There was hope that Abiy would finally deal with the crimes of the past. In his inaugural address, he apologized for the massive rights abuses and welcomed opposition groups home. Since then, he has taken steps to resolve the protracted border conflict with Eritrea and ushered in internal reforms, actions that resulted in him receiving the Nobel Peace Prize.

“I ask all of us to forgive each other from our hearts, to close the chapters of yesterday, and to move forward into the next bright future through national consensus,” Abiy said in a speech.

But to truly break with the past, Ethiopia needs to meaningfully seek truth, justice, reconciliation and reparation, and not take an approach to the detriment of others.

Abiy continues to focus on reconciliation as her preferred approach to dealing with the country’s past. At the end of 2018, Abiy established a Reconciliation Commission with the main task of “maintaining peace, justice, national unity and consensus and also reconciliation among Ethiopian peoples.” But the agency was created without extensive public consultation, its mandate remains unclear, and some of its members lack the technical expertise necessary to effectively carry out the agency’s investigative function.

The government also took some initial steps toward justice for past abuses. He detained senior officials from the previous government for human rights abuses and corruption. But the arrests and charges seemed politicized. The government recently dropped most of the charges, citing the need for peace and reconciliation.

And yet, in the past two years, Ethiopia has experienced growing unrest and community violence. Increased violence has resulted in deaths, displacement and destruction of property.

The government’s response to some of these challenges is already showing signs of retreating. There are many credible reports of killings, torture, and arbitrary arrests by the security forces. We have also documented phone and internet service closures in Oromia, and the arrests of journalists and opposition leaders and their supporters. The return to abusive practices is a painful reminder of the long failure to effectively reform the security sector and address its culture of impunity.

Due to the Covid-19 pandemic, the country is now facing a public health crisis that has disrupted plans to hold highly anticipated national elections initially scheduled for August.

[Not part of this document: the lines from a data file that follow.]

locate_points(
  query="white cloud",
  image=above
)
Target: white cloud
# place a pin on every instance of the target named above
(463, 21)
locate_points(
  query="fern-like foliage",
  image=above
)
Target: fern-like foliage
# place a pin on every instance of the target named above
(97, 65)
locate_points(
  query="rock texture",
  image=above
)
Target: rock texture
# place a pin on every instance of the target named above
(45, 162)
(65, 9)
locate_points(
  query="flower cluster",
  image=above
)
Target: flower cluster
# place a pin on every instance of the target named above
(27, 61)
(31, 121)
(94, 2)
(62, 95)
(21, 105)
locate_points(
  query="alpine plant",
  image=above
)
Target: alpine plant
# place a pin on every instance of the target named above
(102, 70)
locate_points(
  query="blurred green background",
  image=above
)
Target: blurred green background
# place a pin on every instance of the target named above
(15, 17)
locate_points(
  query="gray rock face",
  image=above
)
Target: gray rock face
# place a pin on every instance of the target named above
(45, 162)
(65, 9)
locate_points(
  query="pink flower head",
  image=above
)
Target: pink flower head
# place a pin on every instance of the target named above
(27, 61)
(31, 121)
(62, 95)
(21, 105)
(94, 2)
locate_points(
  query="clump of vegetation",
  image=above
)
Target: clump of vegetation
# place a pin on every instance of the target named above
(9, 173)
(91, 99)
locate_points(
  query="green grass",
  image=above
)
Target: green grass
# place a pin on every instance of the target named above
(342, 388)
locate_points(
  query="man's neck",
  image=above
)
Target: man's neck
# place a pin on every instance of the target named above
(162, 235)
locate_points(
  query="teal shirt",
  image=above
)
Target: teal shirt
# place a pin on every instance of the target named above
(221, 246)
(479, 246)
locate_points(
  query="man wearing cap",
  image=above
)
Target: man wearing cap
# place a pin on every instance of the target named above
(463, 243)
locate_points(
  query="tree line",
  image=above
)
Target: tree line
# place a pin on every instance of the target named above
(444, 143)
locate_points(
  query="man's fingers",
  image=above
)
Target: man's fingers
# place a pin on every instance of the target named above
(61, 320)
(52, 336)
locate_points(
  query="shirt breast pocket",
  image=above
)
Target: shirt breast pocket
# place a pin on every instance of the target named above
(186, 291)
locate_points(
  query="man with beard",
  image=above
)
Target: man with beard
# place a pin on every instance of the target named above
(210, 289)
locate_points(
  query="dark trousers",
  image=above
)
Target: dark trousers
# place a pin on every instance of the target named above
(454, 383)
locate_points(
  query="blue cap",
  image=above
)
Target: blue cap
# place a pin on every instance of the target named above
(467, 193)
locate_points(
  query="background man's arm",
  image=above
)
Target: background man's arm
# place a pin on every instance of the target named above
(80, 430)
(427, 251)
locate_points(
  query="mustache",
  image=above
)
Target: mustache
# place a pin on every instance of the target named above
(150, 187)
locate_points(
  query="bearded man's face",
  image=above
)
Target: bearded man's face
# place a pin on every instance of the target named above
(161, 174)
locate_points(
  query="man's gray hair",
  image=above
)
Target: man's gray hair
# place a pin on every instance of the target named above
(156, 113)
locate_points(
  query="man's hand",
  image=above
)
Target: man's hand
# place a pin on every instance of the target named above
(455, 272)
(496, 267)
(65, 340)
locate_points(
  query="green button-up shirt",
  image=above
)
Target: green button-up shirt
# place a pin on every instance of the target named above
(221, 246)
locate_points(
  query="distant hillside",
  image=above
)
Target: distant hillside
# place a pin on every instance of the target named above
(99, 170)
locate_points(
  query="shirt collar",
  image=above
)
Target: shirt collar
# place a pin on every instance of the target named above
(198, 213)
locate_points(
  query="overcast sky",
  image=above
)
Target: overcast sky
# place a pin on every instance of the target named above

The delay has further exposed social divisions, particularly among policymakers. Ensuring political consensus is deeply necessary and would go a long way toward facilitating, rather than hindering, the potential of transitional justice measures to address harm and promote healing.

Ethiopia still has a way to go to learn and fully heal a divided nation that has suffered the legacy of abuse. Rebuilding trust in state institutions will be key. One step would be to clarify the mandate and scope of the Reconciliation Commission established under Abiy. To ensure that it is a truly independent and inclusive truth-seeking process, the Commission should aim to consult with a wide range of civil society and community and victim groups.

Allowing these individuals and groups to have a voice in the design and execution of the Commission’s work would not only pave the way for future accountability, but would revalue victims by providing a secure platform to share their experiences. This approach would enrich the work and the legitimacy of the Commission in the long term. Future recommendations of the Commission could also contribute to justice and security sector reforms, given their past and present abusive roles.

Abiy’s approach to national unity is an important message. But he’s also one who hopes Ethiopian society will recover without all the work that goes into making it possible.

Presidents’ Photo Comments: Zerubabel Sentayhu
Our respected and proud President of Ethiopia, His Excellency W / RO Sahile, you are a sure leader, yes you can! Do your best and keep it up! I wish to support and guide Our GOD everywhere and at all times with success! GOD BLESS YOU and I wish you all the best !!!!